For some people the thought of extending our love to a child appears to be a noble thought. At the same time I'm asking myself whether or not we are able to love everyone the same way? Unconditionally as we would love to make believe ourselves. Wouldn't it in that case already be a condition that the person we love must have the same blood running through their veins? Can we not love another child that was put on this planet by other people the same way? Does not every human being deserve the same unconditional love and if we do all agree on that idea then why again will we not rather take in a child that is already here?
I keep questioning myself about the reasons for motherhood, fatherhood, parenthood in general. Writing this I am just realizing the actual question I'm asking myself for any life changing decision I make is: "Will my decision make this world a better place?". If the answer is no I see no reason to do it.

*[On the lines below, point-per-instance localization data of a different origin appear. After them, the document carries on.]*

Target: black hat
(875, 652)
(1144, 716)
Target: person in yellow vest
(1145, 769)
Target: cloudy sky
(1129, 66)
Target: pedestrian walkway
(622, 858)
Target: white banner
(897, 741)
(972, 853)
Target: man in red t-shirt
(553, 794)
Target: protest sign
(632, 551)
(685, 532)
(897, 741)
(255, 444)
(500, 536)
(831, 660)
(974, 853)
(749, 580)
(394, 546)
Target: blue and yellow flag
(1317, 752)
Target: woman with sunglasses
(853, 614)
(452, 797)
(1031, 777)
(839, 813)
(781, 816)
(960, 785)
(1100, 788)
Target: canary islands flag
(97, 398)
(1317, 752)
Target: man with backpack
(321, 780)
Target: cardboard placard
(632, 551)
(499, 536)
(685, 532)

All reasons for making decisions whether it's having children or drinking coffee, going travelling or staying home are valid as we all are different in all different ways. Therefore the true question to any decision really is: What is your personal motivation? What is your vision in life? Depending on what we feel our purpose in life is the answer to our questions will be very different as well. Maybe in the end we can all break it down to one question for any decision we make:
What am I living for? What do I want to see manifested in the world? What do I want my legacy to be?
Going to my own internal source of decision making before rushing into what appears to be a casual act. For me it mostly is coming back to one and the same question: What could be the value for our world? Is it supporting my vision of a happy world? Surely that doesn't mean I only do things that are of value to the world but I try to take it into consideration for the things I do.